Screen scraping differs from web scraping in that its purpose is to take display data from an application and display it on another interface. An example of this would be an online money management app like Intuit Mint accessing a user’s financial data and displaying it on their interface.

How screen scraping impacts mobile payments

This technology has had a tremendous impact on the FinTech industry in recent years. One of the more common applications involves third-party companies accessing their customers’ financial information and creating a mirrored experience on their own platform. For instance, a customer could log in using the same username and password from their banking login page. 

From there, screen scraping is able to copy data from a customer’s bank and use it externally in the third-party company’s app or software. That way, customers can conveniently make payments through mobile apps, as well as manage their money.

An added benefit is that these apps keep track of each transaction that’s made to provide customers with detailed analytics on their spending habits. So they can keep close tabs on their spending, budget more efficiently, and have more control over their finances.

Is screen scraping a good practice?

Like any other form of technology, screen scraping has its pros and cons. On the positive side, it creates a level of convenience that’s very attractive to many banking customers. It enables them to use third-party platforms to both pay for goods and manage their money using a single interface.

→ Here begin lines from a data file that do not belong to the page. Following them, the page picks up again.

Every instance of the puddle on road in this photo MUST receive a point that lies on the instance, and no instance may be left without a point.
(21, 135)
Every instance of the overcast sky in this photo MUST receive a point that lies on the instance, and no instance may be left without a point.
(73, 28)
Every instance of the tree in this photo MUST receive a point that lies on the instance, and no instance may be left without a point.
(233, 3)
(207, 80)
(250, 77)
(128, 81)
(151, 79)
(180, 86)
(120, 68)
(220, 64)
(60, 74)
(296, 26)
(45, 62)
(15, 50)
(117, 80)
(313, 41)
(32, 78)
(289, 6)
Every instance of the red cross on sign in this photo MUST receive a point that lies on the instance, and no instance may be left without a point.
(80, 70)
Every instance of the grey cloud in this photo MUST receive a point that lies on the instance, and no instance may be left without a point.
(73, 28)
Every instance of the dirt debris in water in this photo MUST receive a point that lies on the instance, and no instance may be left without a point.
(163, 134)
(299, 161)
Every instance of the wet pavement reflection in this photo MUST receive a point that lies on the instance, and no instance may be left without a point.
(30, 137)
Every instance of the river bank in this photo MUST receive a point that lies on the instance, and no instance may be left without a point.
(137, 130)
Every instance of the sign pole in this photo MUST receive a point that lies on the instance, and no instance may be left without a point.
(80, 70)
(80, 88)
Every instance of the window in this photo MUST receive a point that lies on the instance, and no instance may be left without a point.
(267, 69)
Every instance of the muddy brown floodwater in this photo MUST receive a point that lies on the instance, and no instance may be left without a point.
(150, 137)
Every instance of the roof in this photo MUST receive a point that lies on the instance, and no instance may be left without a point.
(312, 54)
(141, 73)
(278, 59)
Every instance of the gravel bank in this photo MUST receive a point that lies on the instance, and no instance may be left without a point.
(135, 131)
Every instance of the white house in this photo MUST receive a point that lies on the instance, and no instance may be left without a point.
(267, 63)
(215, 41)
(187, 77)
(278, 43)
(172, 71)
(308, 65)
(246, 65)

And while some experts believe that using redirection hurts the user experience, the success of “Login with Google” or “Login with Facebook” proves otherwise. These are two forms of redirection that have had immense success and become ubiquitous. Screen scraping utilizes a similar practice and has the potential to create an even better user experience if the customer is already logged in to their bank because it prevents them from having to re-enter their login information.

Problems with screen scraping

However, screen scraping is certainly not without its downsides. “Despite the usefulness of this technology, shortcomings remain in security and speed,” explains Kelly Read-Parish, Head of Strategy & Operations at Credit Kudos. “Large pools of data can take screen scraping tools 5–10 minutes to retrieve. Passwords and additional security information, once passed to a third party, becomes more vulnerable to loss.”

This puts a customer’s credentials at a greater risk since there are multiple parties involved in the chain between a user and their banking account. And due to the lack of strong user authentication, this increases the likelihood of fraud. The problem with attempting to add additional layers of security is that it often ends up hurting the user experience. So even if a FinTech makes great strides in heightening security, the frustration it creates for users may negate its impact.

Final remarks

Though screen scraping is still a fairly new concept, mobile payment usage penetration has caught on throughout much of the world. A report by McKinsey & Company predicts that “US in-person use of digital wallets will increase at a 45% CAGR to reach $400 billion in annual flows by 2022.”

Screen scraping technology is integral to mobile payments and plays a key role in feeding customers their banking information in third-party applications. While it does pose some concerns, it has by and large been a transformative force with the potential to take the FinTech industry to new heights.